Pyrimethamine Based Anti-protozoan Agents from Isostere and Heuristic Structure-similarity Search

Ronald Bartzatt, University of Nebraska at Omaha

© 2017 Bartzatt; This is an Open Access article distributed under the terms of the Creative Commons Attribution License (, which permits unrestricted use, distribution, and reproduction in any medium, provided the original work is properly cited.

DOI: 10.9734/BJPR/2017/33205


Aims: To generate new medicaments for control and treatment of the parasitic protozoan Toxoplasma gondii.

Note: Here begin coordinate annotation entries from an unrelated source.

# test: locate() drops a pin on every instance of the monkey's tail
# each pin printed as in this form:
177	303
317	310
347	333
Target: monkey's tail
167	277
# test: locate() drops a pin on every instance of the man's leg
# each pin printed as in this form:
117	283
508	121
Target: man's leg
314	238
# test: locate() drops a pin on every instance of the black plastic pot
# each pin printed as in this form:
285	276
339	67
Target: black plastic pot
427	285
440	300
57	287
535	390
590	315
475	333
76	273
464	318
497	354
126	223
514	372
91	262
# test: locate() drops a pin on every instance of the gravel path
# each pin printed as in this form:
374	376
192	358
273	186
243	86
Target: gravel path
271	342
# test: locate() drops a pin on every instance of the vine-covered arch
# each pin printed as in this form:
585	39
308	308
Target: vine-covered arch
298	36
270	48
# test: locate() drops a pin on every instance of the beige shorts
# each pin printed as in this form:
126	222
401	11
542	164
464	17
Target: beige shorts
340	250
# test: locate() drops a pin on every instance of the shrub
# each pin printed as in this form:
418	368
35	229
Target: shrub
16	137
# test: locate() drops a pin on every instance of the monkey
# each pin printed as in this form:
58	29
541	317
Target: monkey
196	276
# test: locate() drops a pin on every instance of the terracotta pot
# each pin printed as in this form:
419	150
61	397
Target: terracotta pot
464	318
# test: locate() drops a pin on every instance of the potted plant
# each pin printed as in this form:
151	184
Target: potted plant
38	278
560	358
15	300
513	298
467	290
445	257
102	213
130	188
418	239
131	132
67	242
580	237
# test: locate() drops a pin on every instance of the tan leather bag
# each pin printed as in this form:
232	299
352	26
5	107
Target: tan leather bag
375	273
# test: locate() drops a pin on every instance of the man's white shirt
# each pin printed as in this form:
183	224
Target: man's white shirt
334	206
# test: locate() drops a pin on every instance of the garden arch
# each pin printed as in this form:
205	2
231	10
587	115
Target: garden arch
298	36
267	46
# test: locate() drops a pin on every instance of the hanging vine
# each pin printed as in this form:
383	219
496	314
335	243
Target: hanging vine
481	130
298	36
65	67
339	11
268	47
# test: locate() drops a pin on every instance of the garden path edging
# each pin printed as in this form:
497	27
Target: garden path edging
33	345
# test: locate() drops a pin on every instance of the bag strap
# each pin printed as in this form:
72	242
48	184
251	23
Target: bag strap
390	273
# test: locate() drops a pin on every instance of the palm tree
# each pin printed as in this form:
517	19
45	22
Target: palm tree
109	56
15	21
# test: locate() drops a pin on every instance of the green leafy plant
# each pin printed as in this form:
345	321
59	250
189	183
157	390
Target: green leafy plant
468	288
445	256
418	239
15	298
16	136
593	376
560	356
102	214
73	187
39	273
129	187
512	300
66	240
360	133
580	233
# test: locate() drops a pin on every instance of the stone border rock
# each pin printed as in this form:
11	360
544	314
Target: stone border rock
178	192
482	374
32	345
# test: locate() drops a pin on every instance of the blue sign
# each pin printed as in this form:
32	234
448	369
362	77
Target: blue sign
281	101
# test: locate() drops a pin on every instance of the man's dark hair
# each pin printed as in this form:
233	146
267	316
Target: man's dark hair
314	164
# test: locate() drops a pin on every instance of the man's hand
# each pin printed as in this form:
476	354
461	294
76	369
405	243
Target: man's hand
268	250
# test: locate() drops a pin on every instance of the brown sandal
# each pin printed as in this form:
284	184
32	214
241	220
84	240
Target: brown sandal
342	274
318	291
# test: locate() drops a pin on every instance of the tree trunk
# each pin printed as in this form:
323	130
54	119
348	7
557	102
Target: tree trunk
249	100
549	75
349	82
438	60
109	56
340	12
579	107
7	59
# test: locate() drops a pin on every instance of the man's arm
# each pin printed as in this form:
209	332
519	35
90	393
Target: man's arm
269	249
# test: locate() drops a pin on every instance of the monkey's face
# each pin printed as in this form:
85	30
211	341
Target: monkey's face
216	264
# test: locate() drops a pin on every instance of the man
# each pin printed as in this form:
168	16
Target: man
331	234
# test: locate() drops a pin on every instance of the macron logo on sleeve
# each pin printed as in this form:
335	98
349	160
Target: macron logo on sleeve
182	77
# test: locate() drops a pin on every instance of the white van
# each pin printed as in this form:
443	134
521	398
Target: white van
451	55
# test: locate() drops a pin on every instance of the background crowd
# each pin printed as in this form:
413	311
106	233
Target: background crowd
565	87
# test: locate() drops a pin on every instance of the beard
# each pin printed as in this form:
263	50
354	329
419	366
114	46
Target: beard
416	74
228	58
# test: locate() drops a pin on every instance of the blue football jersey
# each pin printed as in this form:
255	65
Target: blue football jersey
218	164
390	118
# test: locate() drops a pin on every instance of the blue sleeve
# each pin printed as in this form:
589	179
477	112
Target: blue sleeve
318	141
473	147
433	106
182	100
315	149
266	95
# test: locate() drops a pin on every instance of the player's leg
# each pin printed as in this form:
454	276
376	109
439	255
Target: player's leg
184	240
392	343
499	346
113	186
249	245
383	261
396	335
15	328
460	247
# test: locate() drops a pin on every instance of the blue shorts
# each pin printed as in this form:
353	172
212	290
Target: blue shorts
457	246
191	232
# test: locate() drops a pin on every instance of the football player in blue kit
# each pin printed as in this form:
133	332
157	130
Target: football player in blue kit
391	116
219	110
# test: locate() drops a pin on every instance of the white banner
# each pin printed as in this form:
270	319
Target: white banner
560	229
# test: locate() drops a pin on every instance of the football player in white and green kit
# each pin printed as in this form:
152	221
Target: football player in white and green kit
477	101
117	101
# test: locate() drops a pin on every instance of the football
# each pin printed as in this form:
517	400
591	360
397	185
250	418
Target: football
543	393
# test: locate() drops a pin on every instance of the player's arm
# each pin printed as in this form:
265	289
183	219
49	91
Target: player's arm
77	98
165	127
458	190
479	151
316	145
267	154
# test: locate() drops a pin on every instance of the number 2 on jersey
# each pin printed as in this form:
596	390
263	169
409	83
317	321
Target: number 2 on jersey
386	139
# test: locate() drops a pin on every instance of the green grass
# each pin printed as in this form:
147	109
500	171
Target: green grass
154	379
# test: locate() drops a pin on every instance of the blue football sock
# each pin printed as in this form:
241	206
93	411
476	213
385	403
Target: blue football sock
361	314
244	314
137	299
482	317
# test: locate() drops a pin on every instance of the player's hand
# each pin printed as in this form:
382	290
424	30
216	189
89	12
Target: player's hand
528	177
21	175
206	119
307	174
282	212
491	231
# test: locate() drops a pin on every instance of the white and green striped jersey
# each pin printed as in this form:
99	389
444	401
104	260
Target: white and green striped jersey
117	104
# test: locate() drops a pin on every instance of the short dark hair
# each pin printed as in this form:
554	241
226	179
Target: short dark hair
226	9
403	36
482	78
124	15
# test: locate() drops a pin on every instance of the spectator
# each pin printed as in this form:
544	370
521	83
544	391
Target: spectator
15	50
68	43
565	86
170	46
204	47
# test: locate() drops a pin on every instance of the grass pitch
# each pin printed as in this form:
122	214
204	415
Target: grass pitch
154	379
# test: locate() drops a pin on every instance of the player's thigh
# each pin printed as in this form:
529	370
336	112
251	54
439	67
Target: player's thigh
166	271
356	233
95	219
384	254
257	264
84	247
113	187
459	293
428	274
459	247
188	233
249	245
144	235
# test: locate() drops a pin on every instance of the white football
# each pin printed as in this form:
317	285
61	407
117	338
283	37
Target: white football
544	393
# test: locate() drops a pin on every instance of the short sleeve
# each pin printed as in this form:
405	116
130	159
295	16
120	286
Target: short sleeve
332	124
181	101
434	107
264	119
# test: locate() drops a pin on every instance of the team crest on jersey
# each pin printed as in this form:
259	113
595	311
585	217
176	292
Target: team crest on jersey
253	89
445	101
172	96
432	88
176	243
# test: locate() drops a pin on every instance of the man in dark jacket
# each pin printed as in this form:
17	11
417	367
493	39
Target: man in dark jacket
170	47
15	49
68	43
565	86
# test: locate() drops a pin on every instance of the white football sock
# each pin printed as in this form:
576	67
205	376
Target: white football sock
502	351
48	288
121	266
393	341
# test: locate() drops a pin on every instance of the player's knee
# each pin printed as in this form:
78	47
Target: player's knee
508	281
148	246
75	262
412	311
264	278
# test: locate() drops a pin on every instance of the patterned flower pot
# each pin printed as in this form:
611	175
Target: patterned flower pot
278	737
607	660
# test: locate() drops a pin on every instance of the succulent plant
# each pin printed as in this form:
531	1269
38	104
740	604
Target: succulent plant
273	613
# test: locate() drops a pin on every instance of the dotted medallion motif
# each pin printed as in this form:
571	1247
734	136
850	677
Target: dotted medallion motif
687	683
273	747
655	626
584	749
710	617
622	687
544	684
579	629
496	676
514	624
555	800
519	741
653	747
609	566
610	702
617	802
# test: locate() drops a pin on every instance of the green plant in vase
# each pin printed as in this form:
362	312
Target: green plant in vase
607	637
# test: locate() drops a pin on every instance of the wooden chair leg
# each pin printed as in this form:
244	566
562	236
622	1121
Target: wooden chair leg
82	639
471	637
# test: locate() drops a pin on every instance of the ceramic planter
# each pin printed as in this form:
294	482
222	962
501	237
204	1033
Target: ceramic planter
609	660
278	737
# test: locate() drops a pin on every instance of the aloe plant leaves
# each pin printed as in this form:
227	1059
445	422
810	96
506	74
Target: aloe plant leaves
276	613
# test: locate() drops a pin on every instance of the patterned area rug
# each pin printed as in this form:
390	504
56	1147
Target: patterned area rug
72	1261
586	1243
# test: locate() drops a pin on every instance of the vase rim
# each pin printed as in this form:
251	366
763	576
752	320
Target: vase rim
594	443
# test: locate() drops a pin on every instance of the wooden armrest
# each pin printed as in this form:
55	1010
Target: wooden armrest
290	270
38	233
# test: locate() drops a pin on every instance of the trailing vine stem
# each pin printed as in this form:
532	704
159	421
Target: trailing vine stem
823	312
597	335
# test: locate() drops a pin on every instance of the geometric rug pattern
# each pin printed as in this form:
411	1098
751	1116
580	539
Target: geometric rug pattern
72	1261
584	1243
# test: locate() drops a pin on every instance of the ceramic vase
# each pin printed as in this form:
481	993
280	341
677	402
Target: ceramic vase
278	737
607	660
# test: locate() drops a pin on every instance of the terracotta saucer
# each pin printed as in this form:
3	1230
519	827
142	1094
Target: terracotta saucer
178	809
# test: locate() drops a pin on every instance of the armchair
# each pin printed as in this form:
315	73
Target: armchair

Study Design: Structure similarity search and isostere search was conducted over a broad range of structure categories. Correlation and highest similarity scores were implemented to select the best drug candidates.

Place and Duration of Study: University of Nebraska, Department of Chemistry, Durham Science Center, 6001 Dodge Street, Omaha Nebraska 68182, from June 2016 to February 2017.

Methodology: Utilizing pyrimethamine as the parent compound, a broad range of similar structures and isosteres were found by applying search methods. The compounds having the highest correlation and similarity scores were selected for the study of molecular properties. The molecular properties were determined and examined for underlying relationships by pattern recognition hierarchical cluster analysis and K-means cluster analysis.

Results: Thirty compounds were identified to have a very high level of structure similarity or isosteric relationship to pyrimethamine. The molecular structures and molecular properties are presented for all compounds, inclusive of pyrimethamine. Hierarchical cluster analysis and K-means cluster analysis indicated compounds with highest underlying similarity to pyrimethamine. Box plots showed the over-all distribution of important pharmaceutical properties, such as molecular weight, Log P, polar surface area, number of rotatable bonds, molecular volume, and number of hydrogen bond donors. Structure components are compared to elucidate potential clinical activity. Multiple regression is applied on all compounds to generate a numerical relationship for prediction of similar compounds. Save for only one isostere, all compounds showed zero violations of the Rule of 5, indicating favorable drug-likeness and bioavailability.

Conclusion: Thirty compounds highly analogous to pyrimethamine were identified following heuristic search course. The molecular properties were determined for all compounds and indicated genuine potential for treatment of toxoplasmosis. Correlation of structure and pattern recognition methods indicated 30 compounds of clinical potential and property analogy to pyrimethamine.